Matteo bersandar kembali di kursinya, lalu meneguk air putih dari gelas kristal di depannya. “Kau wanita aneh,” katanya pelan. “Bukan seperti yang kukira.”
Zenia hanya menatapnya tanpa bicara. Di balik ketenangannya, dadanya terasa sesak. Ia tahu Matteo datang dengan niat buruk, tapi di balik ketajaman ucapan lelaki itu, ada sesuatu yang lain. Luka, mungkin. Atau kesepian yang disembunyikan di balik gengsi dan dendam.
Matteo meletakkan gelasnya perlahan.

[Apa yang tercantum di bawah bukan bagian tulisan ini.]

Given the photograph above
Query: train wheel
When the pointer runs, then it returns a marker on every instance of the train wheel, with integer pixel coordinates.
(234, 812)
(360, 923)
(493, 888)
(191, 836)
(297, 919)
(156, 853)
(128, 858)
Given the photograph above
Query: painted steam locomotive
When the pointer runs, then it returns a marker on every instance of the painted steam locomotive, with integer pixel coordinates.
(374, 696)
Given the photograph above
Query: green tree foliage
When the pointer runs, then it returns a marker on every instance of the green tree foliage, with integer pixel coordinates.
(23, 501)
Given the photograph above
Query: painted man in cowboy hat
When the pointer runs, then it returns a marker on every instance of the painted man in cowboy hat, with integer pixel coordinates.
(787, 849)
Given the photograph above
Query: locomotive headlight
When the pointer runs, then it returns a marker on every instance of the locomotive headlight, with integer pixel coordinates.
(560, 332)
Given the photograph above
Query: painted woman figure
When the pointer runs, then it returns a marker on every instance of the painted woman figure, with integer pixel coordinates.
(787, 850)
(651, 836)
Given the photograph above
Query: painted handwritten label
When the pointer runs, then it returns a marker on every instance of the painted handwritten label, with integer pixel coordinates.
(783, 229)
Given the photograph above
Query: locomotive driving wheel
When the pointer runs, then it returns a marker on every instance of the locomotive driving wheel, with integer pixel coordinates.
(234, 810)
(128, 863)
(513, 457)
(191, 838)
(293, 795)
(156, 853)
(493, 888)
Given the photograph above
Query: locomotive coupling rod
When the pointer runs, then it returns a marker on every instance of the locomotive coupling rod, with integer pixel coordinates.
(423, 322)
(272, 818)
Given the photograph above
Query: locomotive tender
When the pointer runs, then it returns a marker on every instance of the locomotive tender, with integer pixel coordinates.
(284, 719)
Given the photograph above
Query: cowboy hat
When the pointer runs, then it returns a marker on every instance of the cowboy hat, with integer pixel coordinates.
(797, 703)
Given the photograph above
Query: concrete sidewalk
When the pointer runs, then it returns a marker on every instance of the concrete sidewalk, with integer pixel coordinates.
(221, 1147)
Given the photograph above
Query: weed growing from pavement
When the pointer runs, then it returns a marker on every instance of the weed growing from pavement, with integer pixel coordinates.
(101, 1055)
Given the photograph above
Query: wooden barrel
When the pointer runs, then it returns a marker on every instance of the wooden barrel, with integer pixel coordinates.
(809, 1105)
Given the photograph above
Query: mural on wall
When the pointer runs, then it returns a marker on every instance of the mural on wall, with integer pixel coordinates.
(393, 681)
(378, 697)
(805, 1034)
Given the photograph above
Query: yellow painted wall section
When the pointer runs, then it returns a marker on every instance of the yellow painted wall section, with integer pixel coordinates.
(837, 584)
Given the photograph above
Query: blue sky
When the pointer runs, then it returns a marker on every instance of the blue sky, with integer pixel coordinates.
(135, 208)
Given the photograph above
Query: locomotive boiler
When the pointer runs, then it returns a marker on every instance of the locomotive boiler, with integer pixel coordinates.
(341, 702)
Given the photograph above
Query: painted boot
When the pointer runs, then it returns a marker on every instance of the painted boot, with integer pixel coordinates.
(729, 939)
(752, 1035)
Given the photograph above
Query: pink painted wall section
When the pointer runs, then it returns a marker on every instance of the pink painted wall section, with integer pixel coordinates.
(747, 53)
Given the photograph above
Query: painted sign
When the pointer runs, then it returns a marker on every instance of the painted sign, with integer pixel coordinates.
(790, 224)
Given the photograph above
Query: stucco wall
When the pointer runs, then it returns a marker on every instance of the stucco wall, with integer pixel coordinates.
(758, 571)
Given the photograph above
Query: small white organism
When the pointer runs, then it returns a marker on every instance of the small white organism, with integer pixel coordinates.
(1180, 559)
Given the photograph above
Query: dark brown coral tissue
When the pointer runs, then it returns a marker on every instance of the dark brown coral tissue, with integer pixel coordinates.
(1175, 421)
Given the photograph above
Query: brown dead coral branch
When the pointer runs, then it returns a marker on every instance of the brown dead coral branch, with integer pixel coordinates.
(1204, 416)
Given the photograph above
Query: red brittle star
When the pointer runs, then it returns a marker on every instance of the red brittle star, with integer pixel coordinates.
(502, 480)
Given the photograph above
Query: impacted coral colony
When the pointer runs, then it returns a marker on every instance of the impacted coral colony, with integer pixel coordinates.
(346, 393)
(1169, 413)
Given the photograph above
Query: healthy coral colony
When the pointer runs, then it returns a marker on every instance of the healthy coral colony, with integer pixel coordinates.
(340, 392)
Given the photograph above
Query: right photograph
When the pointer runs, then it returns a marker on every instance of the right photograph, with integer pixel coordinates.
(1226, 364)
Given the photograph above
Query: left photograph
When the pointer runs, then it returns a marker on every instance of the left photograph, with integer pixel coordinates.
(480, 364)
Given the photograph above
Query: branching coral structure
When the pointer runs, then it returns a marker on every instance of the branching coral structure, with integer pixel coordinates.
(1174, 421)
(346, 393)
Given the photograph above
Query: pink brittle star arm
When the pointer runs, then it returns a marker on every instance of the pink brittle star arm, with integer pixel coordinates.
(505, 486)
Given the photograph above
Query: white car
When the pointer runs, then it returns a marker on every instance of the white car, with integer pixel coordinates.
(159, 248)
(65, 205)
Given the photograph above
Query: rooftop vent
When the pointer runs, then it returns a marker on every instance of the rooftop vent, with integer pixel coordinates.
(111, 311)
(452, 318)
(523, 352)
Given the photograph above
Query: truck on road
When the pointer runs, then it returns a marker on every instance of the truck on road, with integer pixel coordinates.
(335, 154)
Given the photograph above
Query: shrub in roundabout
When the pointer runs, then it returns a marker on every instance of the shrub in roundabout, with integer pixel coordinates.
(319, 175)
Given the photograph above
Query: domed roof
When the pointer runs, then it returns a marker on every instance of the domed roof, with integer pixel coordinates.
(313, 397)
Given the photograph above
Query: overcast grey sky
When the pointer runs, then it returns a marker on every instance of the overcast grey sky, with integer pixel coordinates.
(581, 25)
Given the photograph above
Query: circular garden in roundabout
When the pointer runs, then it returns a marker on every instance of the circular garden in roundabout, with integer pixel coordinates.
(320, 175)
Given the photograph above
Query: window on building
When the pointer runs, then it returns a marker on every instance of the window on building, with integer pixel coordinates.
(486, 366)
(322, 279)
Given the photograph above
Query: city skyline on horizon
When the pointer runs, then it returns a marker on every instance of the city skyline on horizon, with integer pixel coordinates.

Ia menatap Zenia lagi, lebih lama kali ini. “Baiklah,” katanya datar. “Kau ingin tetap di sini? Silakan. Tapi jangan berpikir kau bisa hidup seperti seorang ratu. Aku akan pastikan setiap langkahmu di rumah ini harus melewati izinku.”
Zenia menatapnya tajam, tapi suaranya tetap rendah. “Aku tidak minta izin untuk melakukan apa yang aku mau, Matteo. Aku hanya minta ruang untuk tidak saling membenci.”
Matteo mencondongkan tubuh, mata mereka bertemu di tengah meja panjang itu. “Kalau kau ingin tetap di sini,” katanya dengan nada nyaris berbisik, “kau harus belajar menerima bahwa aku yang memegang kendali.”
Zenia tidak menghindar. “Kendali bukan berarti kuasa atas segalanya.”
Keduanya saling diam, saling menatap, tanpa ada yang mau mundur. Lilin di meja bergoyang karena angin dari jendela yang terbuka sedikit.
Untuk pertama kalinya, Matteo merasakan sesuatu yang tidak pernah ia alami sebelumnya—rasa ingin menaklukkan yang justru berbalik membuatnya gelisah.
Dan Zenia, dalam diamnya yang lembut, tahu betul: badai yang akan datang di rumah besar itu bukan lagi antara harta dan warisan, tapi antara dua hati yang berusaha membuktikan siapa yang lebih kuat menahan dorongan yang perlahan berubah arah.
Matteo berpikir sejenak. ‘Apakah di atas ranjang wanita ini masih keras kepala? Kalau iya! Begitu menarik sekali!’